いつも食堂に置かれているテーブルと椅子は片付けられ、食堂は急ごしらえの大広間になっている。上座に2つ並んで設けられた席の前に、侍従さんに車いすを押してもらいながら、大元帥の正装姿の兄が到着する。兄が自力で車いすから椅子に移ったタイミングで、鮮やかなグリーンの大礼服をまとった節子さまが食堂に現れ、自分の席に座る。いつも表御殿で行われている婚儀後の朝見の儀と同じように、侍従長の奥保鞏さんや侍従武官長の鈴木貫太郎さん、そして宮内大臣の牧野伸顕さんや私が、食堂の脇の方で立って待っていると、食堂の入り口に1人の青年が現れた。海兵中尉の正装に身を包んだ兄の次男・秩父宮雍仁さまだ。彼の後ろには、先ほど賢所で婚儀を挙げたばかりの勢津子さまがいる。五衣唐衣裳を着た彼女は、秩父宮さまについて、一歩一歩踏みしめるように歩いていた。

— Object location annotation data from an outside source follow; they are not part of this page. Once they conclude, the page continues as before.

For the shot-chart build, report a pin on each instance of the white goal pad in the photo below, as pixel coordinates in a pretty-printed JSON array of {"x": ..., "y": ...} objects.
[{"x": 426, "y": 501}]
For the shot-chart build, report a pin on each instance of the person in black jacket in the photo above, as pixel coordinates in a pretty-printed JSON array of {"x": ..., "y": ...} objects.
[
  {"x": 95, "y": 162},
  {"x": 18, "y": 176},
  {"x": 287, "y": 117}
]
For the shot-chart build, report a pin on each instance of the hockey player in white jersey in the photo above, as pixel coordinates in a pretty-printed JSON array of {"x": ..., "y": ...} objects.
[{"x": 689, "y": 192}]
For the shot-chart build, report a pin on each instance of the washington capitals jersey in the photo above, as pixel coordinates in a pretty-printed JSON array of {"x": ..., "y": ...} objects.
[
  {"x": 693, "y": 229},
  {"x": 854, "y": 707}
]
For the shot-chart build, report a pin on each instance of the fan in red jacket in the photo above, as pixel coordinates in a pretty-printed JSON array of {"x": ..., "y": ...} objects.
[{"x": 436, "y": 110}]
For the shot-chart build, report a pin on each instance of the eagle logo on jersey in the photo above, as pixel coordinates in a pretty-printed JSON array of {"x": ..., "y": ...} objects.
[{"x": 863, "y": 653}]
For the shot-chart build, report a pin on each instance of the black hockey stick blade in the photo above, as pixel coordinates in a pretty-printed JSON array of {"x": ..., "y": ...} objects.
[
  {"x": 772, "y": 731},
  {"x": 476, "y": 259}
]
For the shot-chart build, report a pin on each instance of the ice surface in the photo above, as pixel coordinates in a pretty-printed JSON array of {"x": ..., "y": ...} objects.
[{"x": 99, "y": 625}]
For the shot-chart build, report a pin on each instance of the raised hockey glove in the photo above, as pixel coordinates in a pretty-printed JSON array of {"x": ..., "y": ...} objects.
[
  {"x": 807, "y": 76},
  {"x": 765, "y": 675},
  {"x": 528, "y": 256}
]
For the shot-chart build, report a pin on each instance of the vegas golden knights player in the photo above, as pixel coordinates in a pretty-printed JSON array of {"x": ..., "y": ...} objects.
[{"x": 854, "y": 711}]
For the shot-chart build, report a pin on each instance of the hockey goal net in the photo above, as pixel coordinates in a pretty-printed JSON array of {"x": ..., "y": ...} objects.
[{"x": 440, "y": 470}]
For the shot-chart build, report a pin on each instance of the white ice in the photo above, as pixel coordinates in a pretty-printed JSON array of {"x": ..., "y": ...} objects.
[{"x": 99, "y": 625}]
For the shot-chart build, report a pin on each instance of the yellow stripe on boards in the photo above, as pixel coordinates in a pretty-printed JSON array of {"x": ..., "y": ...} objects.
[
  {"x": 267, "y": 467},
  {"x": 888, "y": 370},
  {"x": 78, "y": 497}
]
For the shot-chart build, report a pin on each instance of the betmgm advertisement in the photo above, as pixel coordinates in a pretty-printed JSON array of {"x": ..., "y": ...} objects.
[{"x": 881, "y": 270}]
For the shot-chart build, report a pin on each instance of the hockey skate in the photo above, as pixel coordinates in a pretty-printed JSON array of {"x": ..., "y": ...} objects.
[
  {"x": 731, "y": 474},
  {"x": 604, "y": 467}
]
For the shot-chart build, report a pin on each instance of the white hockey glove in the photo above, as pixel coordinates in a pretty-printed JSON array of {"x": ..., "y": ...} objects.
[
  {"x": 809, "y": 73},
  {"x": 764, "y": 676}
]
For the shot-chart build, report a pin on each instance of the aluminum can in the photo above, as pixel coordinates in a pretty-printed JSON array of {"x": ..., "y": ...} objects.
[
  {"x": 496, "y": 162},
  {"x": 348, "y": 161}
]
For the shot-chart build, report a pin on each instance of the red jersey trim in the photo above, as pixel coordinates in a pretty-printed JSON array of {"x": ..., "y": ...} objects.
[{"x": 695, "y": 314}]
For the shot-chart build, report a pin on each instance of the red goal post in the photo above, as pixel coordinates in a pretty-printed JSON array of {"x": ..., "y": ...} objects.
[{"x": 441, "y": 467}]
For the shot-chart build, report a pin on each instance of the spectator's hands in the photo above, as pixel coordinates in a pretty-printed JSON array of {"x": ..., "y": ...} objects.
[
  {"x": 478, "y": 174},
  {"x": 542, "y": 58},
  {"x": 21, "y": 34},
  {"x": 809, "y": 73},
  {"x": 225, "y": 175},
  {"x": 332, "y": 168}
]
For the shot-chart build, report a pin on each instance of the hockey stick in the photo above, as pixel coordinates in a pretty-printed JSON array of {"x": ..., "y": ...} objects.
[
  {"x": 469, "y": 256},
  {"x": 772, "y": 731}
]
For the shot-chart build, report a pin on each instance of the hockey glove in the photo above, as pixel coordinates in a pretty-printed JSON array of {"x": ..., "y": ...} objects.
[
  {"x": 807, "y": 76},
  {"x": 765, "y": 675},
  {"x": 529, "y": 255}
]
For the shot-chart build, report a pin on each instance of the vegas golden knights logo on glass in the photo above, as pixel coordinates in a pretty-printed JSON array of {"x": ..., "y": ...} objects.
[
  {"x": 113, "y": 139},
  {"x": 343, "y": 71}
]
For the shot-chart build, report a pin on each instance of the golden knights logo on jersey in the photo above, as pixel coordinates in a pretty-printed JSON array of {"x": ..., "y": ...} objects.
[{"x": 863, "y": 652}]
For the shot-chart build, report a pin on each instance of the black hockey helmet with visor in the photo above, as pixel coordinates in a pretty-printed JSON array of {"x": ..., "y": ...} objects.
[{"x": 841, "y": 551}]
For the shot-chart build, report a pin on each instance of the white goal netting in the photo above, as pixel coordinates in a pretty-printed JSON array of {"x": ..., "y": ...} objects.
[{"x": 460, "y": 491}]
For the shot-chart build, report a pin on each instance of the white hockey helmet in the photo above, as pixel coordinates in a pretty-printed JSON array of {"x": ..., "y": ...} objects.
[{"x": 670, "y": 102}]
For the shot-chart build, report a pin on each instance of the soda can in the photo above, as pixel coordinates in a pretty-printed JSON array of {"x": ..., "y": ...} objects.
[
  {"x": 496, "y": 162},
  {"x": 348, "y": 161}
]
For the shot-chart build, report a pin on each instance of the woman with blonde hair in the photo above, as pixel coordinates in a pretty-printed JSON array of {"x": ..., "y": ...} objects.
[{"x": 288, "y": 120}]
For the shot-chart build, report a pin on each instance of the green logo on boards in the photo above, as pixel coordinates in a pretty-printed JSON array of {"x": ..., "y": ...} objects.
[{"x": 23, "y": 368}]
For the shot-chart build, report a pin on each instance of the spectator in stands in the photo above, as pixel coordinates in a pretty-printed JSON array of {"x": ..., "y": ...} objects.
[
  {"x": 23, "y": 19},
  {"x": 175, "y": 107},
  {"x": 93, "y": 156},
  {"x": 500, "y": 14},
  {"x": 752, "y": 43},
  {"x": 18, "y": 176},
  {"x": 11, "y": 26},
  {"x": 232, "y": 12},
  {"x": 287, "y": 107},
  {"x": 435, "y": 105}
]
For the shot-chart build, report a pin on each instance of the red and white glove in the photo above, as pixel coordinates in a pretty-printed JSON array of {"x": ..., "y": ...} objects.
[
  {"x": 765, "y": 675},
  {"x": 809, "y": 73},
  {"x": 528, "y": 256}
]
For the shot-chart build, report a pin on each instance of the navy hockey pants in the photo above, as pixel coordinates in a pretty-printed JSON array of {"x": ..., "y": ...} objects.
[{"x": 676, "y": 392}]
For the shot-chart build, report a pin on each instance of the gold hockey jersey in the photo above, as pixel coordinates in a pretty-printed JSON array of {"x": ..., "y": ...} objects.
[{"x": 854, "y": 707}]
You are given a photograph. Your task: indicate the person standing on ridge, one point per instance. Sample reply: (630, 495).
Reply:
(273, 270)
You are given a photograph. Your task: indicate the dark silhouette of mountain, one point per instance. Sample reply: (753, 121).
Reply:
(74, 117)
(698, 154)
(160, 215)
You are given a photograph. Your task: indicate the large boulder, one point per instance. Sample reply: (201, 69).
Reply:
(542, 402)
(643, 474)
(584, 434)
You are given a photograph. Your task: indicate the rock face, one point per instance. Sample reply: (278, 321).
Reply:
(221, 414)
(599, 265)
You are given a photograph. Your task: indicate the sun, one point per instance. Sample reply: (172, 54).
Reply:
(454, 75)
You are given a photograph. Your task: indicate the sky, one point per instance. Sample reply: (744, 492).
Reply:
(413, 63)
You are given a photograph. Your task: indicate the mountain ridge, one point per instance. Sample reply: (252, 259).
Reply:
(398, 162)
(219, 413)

「本日は、私たちのために婚儀を挙げていただき、誠にありがとう存じます」
やがて、兄と節子さまの前に、勢津子さまと並んで立った秩父宮さまは、大きく、ハッキリした声で兄にお礼を言上する。26歳になった秩父宮さまは、現在、第1艦隊に所属する2等巡洋艦・“鬼怒”に勤務している。特別扱いを嫌い、一般の兵たちと苦楽を共にする姿勢を示す秩父宮さまは、国軍内での評価がとても高い。
秩父宮さまの隣に立つ勢津子さまは19歳、駐米大使・松平恒雄さんの長女……つまり、松平容保さんの孫である。ただし、元々平民籍だったため、恒雄さんの弟・松平保男子爵の養女となり、華族となってから秩父宮さまと結婚した。華族女学校に通っていたこともあるから、華族や皇族に接する機会はたくさんあったと思うけれど、この厳かな雰囲気に馴染めないのか、勢津子さまは傍から見て分かるほど緊張していた。
「今後は、勢津子と力を合わせ、国家のために尽くします」
決意を述べて最敬礼した秩父宮さまに、
「朝見の儀を、表御殿でやれなくてすまないな」
兄は苦笑しながら言う。
「そんなことは!」
頭を左右に振った秩父宮さまは、
「お父様のお身体のことを考えれば、当然のことです。それよりも、我々の晴れ姿をお父様とお母様にお目に掛けることができ、本当に嬉しゅうございます」
と兄に返答し、一礼した。
「俺も、お前と勢津子の晴れ姿を見られて嬉しいし、安堵した」
兄は秩父宮さまに笑顔を向けると、
「雍仁、勢津子と共に幸せな家庭を築いて、国家のために励め」
打って変わって真面目な表情になり、厳かな声で命じる。そして、兄は勢津子さまに優しい瞳を向けると、
「勢津子、色々と不慣れなことも多いと思うが、どうか、雍仁を支えてやってくれ。俺も節子も、お前の味方だからな」
慈愛に満ちた声でこう言った。
「は……はいっ!ありがとう、存じます……」
兄に声を掛けられるとは思っていなかったのか、勢津子さまは一瞬目を見開き、それから頭を深く下げた。
「雍仁、今後も、父陛下と兄のためにお励みなさい」
続いて食堂には、節子さまの凛とした声が響く。秩父宮さまが一礼すると、節子さまは勢津子さまを穏やかな目で見つめながら、
「勢津子さん、何か困ったことがあったら私に言いなさい。必ず、あなたの力になりますから」
と告げて、微笑んだ。
「はいっ……!」
勢津子さまは再び、頭を深く下げる。“困ったら力になる”……姑が嫁に贈る言葉として、最大級の優しさと気遣いが籠められた言葉だろう。顔を上げた勢津子さまの目には、涙が1粒光っていた。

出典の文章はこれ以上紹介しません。